Una relazione è fatta di slanci ma anche di tantissima pazienza, attese, assenze, tutte cose con le quali fatichiamo a coesistere in un’epoca in cui appena ci annoiamo ci giriamo verso uno schermo. Non penso che ci faccia molto bene, tendiamo a non saper più gestire bene la solitudine. L’amore pur essendo un qualcosa in cui ci si dona è fatto anche di tempi in cui non si è insieme, ci si sente soli, è complicato. Venendo al disco a noi piace l’idea che le canzoni o anche altri linguaggi artistici possano aiutarti ad avere delle chiavi per avere un vocabolario e un immaginario emotivo più ricco. Questa per noi è una missione che dovrebbe esserci sempre sotto traccia, ecco perchè diffidiamo di canzoni che raccontano che gli innamorati sono tutti giovani e belli. Ci si innamora a tante età diverse, in modi strani. Gli innamorati sembrano tutti un po’ instupiditi, hanno un codice tutto loro, che forse gli altri sentono come qualcosa che è bellissimo ma potrebbe farli sprofondare. Spesso infatti sprofondano.

In che senso?

Mi riferisco ai maschi italiani che sono stati allevati in casa a uno scarsissimo esercizio di profondità emotiva, di pazienza e di rispetto della donna e della vita in generale, dei valori che sono parte del maturare. Appena gli viene sottratto l’oggetto del desiderio invece di apprendere una lezione, si accaniscono violentemente su questa persona che appunto è diventata un ‘oggetto’. Questa mentalità è figlia di una cultura che ti insegna che disinnamorarsi è una cosa orrenda che non deve capitare, quante canzoni abbiamo ascoltato su questo?

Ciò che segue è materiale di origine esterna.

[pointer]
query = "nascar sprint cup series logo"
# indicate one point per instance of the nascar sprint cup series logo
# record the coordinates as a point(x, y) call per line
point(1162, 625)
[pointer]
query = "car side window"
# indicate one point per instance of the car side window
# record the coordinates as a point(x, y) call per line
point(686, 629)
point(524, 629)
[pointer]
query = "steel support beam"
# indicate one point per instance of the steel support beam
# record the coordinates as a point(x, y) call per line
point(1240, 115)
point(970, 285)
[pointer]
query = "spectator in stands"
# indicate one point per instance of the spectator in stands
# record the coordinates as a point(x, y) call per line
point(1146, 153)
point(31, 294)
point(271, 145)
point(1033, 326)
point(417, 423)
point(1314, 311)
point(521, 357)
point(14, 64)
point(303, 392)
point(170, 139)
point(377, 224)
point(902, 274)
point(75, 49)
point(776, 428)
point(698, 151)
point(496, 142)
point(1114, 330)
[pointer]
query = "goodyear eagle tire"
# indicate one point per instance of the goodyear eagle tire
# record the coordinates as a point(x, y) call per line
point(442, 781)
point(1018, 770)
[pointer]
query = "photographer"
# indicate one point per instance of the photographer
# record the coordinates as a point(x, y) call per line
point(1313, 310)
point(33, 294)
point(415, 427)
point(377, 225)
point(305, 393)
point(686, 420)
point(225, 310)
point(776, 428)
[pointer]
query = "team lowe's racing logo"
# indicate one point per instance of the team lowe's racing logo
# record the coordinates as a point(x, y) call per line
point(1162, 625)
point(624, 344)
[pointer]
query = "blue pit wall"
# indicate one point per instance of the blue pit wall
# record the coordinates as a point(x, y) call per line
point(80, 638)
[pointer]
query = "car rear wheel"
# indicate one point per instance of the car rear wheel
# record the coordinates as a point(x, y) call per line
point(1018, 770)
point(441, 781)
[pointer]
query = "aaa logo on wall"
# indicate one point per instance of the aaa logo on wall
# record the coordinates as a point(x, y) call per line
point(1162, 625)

Mi viene in mente adesso una canzone molto famosa che dice ‘Sei come la mia moto, sei proprio come lei’…

A noi piace l’idea che la musica sia in equilibrio costante tra il potere consolatorio e un potere evocativo, emotivo ed empatico. Ascoltare musica, leggere libri, è una cosa che non solo dovrebbe tenerci compagnia e intrattenerci ma anche rifletterci, farci pensare.